I was so proud as an Australian to see Gough Whitlam change that system—so proud to see that turned on its head and merit put in place and to know that my children would have an opportunity to realise their academic and personal potential based on how they applied themselves and the abilities they had, not on my bank account or wealth. I have been proud ever since of that fact in our system. I find it disgusting that we now have a government that wants to revert to the system which I knew when I was a school student—a system that says, `You may not have the academic performance to earn your place, but as long as mum and dad have $100,000 ready to pay out you can get yourself a degree.' That is the test that needs to be applied when we look at this, and it is remarkable that any government in this day and age would do that.

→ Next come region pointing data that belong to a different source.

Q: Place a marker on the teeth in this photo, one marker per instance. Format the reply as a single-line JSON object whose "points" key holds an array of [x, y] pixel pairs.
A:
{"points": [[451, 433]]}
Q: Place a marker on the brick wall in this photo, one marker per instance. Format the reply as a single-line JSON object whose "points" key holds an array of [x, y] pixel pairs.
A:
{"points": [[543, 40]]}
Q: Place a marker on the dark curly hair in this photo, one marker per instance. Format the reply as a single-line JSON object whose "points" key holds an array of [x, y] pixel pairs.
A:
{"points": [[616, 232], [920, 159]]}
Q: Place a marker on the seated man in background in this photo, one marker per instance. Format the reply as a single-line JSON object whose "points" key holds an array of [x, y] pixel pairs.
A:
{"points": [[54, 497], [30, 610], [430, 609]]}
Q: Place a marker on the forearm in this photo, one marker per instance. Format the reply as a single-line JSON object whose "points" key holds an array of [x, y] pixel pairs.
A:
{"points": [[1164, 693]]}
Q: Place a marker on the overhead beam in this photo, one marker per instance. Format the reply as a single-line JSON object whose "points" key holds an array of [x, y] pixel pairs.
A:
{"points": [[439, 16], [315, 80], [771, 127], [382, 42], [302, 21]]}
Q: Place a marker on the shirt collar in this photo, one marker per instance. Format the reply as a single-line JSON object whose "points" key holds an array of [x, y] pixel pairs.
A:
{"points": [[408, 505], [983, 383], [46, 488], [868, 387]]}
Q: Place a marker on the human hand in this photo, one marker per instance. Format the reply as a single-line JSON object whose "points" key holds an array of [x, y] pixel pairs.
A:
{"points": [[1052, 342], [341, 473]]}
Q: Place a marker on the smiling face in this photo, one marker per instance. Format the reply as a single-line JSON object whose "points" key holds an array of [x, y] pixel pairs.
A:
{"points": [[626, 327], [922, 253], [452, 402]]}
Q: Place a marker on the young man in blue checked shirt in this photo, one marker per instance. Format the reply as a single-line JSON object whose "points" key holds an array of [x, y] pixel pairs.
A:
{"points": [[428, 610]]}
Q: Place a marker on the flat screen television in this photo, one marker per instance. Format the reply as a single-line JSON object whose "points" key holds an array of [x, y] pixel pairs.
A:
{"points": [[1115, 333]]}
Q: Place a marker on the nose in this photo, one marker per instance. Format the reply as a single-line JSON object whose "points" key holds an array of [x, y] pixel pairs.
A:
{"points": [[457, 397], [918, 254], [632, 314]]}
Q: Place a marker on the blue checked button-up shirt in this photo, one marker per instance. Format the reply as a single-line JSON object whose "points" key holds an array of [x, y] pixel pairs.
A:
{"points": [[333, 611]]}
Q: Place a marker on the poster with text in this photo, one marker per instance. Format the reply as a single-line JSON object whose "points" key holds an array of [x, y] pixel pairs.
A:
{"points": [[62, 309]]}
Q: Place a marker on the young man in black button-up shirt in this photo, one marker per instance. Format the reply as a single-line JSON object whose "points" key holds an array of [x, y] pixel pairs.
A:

I have cited but a couple of statistics to refer to the declining priority this government has given to education, training and research and development. Sadly, there is insufficient time in this shortened debate for me to go through the other examples that illustrate that. But in conclusion I do want to make one other comment, and it is that this government has an infatuation and blind obsession with pursuing its industrial relations policies. It is forcing a very prescriptive industrial relations straitjacket on universities and saying to universities, `If you don't do what Peter Reith, Tony Abbott and John Howard want you to do'—because it has all been the same agenda—`then you do not get $400 million.' That is nothing short of intimidation and standover tactics. If it were somebody outside the parliament threatening that, they would be in breach of even this government's industrial relations laws. The only reason it can do it is because it is the government. That is a disgrace. The government has not told the truth about the details of the issues that it is imposing upon the universities. The minister did not tell the full truth in relation to that matter in his second reading speech. The details have been included in other material from Labor members, and unfortunately time will not permit me to go through them in relation to these bills. I am opposed to the legislation and I look forward to its defeat in the Senate.